Opened 3 years ago
Last modified 3 weeks ago
#11116 new defect
Pynac module not initialized before being used. This causes a crash on 64-bit OpenSolaris.
Reported by: | drkirkby | Owned by: | drkirkby |
---|---|---|---|
Priority: | major | Milestone: | sage-6.4 |
Component: | porting: Solaris | Keywords: | |
Cc: | burcin, jhpalmieri, robertwb, gagern, vbraun | Merged in: | |
Authors: | Reviewers: | ||
Report Upstream: | N/A | Work issues: | |
Branch: | Commit: | ||
Dependencies: | Stopgaps: |
Description (last modified by drkirkby)
Sage builds fully 64-bit on Solaris 10 (SPARC).

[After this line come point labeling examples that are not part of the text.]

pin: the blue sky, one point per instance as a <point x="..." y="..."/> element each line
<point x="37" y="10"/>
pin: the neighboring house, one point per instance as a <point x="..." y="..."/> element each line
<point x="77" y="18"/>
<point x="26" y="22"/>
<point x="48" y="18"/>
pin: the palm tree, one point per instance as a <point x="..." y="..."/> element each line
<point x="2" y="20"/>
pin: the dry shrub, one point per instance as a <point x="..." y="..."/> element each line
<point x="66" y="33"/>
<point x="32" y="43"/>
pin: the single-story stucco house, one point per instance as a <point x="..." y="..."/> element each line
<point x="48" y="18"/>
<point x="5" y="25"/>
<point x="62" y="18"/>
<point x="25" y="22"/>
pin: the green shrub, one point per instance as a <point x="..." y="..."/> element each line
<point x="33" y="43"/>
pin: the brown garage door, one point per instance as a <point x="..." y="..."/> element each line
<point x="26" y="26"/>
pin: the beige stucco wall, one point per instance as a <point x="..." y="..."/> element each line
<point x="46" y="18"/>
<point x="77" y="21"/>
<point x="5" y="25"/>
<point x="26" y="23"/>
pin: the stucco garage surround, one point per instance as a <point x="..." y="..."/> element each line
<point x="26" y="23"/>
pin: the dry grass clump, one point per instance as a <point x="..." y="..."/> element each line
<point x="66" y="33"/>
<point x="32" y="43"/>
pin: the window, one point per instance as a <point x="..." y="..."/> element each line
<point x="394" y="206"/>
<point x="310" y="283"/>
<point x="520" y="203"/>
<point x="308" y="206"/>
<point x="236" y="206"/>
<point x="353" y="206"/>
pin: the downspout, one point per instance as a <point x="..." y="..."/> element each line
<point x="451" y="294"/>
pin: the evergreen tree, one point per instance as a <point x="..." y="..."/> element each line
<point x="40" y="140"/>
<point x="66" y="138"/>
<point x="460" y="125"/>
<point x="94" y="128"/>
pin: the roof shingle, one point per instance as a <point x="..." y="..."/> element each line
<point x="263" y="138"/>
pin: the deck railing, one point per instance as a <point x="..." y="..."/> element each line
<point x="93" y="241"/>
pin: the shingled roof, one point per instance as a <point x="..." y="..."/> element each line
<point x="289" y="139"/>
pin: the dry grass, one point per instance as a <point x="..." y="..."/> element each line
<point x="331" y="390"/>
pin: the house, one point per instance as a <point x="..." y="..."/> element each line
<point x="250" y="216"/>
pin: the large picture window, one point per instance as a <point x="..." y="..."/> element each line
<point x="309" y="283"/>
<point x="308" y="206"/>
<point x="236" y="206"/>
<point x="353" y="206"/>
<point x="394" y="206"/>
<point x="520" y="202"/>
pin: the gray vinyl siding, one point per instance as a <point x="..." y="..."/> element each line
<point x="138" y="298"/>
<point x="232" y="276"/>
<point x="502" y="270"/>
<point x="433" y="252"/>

On 64-bit OpenSolaris or Solaris 10, the stats package R fails to build. Since R is an external program, one can just touch SAGE_ROOT/spkg/installed/r-$versions and get an almost complete Sage.
However, this 64-bit Sage crashes at startup with OpenSolaris on x86, as discussed at:
http://groups.google.com/group/sage-devel/browse_thread/thread/efc864c79fed92df?hl=en
(one would expect similar on Solaris 10 x86 and probably SPARC too).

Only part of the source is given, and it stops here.